Would be great if someone were to help me figure out if by pyrolising connector pins both male and female , roasting them before melting , would I lose some gold in the fine dust or fumes from the process?
Pl suggest


----------



## niteliteone (Dec 29, 2011)

From what I understand of the process If the container is closed to not allow outside air flow there is no place for the PM's to go.
Also it is NOT recomended to roast plastic in an open fire.

Test the connectors to see if they are acid resistant. If they pass just put them in the acid and disolve the metal from the connectors. Be sure to rinse all the gold pieces from the connectors.

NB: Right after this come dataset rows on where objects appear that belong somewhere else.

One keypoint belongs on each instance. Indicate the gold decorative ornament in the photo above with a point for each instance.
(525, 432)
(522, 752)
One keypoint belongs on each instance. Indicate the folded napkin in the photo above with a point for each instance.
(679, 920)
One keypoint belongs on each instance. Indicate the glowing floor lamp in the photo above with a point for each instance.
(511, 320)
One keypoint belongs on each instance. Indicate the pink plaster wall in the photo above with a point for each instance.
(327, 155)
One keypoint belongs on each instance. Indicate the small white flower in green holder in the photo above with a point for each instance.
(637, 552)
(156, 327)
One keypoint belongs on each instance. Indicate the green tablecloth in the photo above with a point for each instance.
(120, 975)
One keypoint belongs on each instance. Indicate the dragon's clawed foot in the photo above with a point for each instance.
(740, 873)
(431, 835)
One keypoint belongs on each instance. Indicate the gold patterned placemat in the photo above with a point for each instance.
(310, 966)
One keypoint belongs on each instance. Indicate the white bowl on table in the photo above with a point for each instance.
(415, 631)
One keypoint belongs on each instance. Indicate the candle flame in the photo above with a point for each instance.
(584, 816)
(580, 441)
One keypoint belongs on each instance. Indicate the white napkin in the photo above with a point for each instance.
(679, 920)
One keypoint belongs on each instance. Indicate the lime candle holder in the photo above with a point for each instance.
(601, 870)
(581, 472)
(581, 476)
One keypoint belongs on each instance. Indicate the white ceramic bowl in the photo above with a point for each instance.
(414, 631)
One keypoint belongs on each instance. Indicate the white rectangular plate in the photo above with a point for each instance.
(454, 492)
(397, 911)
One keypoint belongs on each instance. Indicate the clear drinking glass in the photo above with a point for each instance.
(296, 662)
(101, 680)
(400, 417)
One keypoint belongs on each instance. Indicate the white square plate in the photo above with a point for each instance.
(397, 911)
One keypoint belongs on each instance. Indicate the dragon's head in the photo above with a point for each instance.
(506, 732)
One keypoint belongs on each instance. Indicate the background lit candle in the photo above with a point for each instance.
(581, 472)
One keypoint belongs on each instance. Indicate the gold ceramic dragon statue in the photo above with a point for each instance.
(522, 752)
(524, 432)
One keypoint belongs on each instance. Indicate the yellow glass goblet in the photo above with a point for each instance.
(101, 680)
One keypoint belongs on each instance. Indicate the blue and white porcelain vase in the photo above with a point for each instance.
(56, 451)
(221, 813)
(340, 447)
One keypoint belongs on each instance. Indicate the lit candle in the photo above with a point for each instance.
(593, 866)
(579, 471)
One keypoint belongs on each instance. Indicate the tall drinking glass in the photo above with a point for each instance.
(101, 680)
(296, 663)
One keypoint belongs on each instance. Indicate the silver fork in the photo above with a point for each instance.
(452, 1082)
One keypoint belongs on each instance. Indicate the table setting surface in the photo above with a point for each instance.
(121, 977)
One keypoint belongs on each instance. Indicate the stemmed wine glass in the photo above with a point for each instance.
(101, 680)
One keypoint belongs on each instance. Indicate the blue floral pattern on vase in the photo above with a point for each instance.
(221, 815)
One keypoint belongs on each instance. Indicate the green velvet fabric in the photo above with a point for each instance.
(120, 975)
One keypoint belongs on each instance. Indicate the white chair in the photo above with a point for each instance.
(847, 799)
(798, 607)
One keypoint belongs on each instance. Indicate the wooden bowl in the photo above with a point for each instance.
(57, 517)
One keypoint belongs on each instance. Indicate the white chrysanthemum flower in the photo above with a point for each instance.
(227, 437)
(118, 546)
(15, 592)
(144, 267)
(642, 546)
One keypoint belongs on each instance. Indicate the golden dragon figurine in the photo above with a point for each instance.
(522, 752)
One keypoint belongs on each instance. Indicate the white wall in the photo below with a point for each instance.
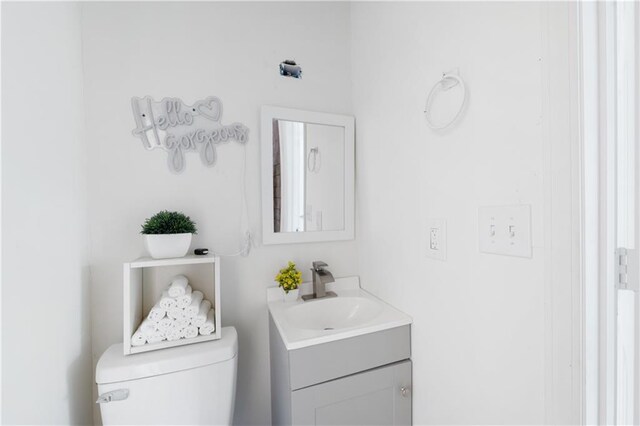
(193, 50)
(46, 361)
(490, 339)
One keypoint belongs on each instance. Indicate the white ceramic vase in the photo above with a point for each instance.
(292, 296)
(164, 246)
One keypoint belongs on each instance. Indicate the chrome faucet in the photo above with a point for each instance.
(320, 278)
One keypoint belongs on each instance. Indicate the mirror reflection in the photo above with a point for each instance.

I just finished doing 75 processor sockets this way and it worked perfect. No gold loss at all.

Hope this Helps
Tom C.


----------



## Geo (Dec 29, 2011)

if you melt connector pins before removing the base metal first, you will be creating a whole bunch of headaches for yourself. its alot easier to remove the base metal as pins than a big blob of conglomerated metals.you should do some studying and read the forum on the subject before you do anything. have you read Hokes book?its free to download from the signature line of several members of the forum. a couple that come to mind is Claudie and Palladium. download and read the book as its the holy grail of refining for the simple man.


----------



## revive (Dec 30, 2011)

Thank you for the response.

I am using 70% nitric acid with tap water for recovering gold from the alloy that I recover after melting PCB. 
The deposited gold(Maybe other Precious metals) is black in color and very fine.

Can someone tell me if the tap water , maybe with chlorines is posing a problem and hence the black fine residue.

Or the nitric acid has a problem?

Thx


----------



## butcher (Dec 30, 2011)

My opinion melting the PCB can be your problem.


----------



## patnor1011 (Dec 31, 2011)

revive said:


> Would be great if someone were to help me figure out if by pyrolising connector pins both male and female , roasting them before melting , would I lose some gold in the fine dust or fumes from the process?
> Pl suggest



I do it with chips but never tried connector ends - they are in soft plastic different type than what is used on chips.


----------



## butcher (Dec 31, 2011)

Most plastics and metal pins can be separated easily by mechanical means.
Some plastics and pins can be separated in acid peroxide.

As I understand it many plastics are made from oil byproducts (hydro carbons), and some are made from chlorides (poly chloride), incinerating these with gold, may put gold into a volatile state and up into smoke, also you would have lots of ash to deal with, I have no facts to backup my belief here, but I see no reason to burn large amounts of plastic from pins, also unless you have after burners or proper equipment it can pollute our air and your area, not to mention if department of environmental quality comes by your place, to see what all of that black stinking sooty smoke is coming from your back yard is all about.

Although Incineration has many benifits this is not one of them in my opinion.


----------